Troubleshoot faster with Logs

“DB has Low Disk Space” alert instantly disrupts a Saturday family movie night. You rush to grab your laptop from your bag, which is somewhere in the house. After a hurried search, you finally find it, open it, and discover it’s out of charge. You quickly plug it in, waiting for it to power up. OS is booting slowly, and once the desktop wallpaper appears, you start navigating through multiple authentication steps on the corporate network. Finally, you SSH into the database server, enter a one-time code for 2FA, and you’re in.

Initial checks reveal that MySQL has consumed almost all available disk space, causing the company’s web service to stop responding. You identify the largest file in the system from the last several hours—it turns out the database logs consumed all the disk space. You quickly remove the log file to fix the issue and get back to your family.

One hour later, Bill, your team lead, calls. He says that the DB server is still experiencing issues. You reconnect and review file changes and bash history to find the root cause. After copying and pasting multiple commands from history, reading logs, and verifying configurations, you notice that someone edited the MySQL config files. You check every edited config file and finally discover that all SQL queries are being saved to a file.

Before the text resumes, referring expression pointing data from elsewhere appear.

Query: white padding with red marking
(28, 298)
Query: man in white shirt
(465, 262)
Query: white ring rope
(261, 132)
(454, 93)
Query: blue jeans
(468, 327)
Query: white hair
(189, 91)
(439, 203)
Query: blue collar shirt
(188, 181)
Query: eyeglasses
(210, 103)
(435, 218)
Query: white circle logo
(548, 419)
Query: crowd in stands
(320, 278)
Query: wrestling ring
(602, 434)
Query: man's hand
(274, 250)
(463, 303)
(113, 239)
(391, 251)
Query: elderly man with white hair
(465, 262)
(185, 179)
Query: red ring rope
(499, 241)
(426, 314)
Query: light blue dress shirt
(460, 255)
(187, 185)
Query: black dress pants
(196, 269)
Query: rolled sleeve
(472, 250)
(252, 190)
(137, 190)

You can only guess, but it seems that someone from the dev team was likely troubleshooting the database and forgot to disable the logging afterward. You revert these changes and delete the log files to free up disk space.

The server stabilizes, but your family night was ruined. You’re left wondering: is there a faster and easier way to find such issues?

Meet Logs in Termius

What if you could troubleshoot just like replying in WhatsApp without having to stand up from the couch? Instead of rushing for a laptop and searching through scattered information across knowledge bases, access systems, and command history on remote servers, you can find it all in one place. Termius saves your latest connections, executed commands, their outputs, and essential metadata like users and timestamps.

You can filter by a server, identify who connected to it, and review session logs. This gives you a full picture before you even establish a connection. Then, connect with one click from your phone or laptop and resolve the problem with a few commands.

Detailed access and session logs save you time on troubleshooting and reduce guesswork. Instead of piecing together scattered information, you have a comprehensive audit trail at your fingertips.

And it’s not just for you. Logs are synced and shared via an encrypted vault, guaranteeing that anyone on your team can access them. 

With Termius, you can now troubleshoot faster, more efficiently, and with less disruption to your personal life.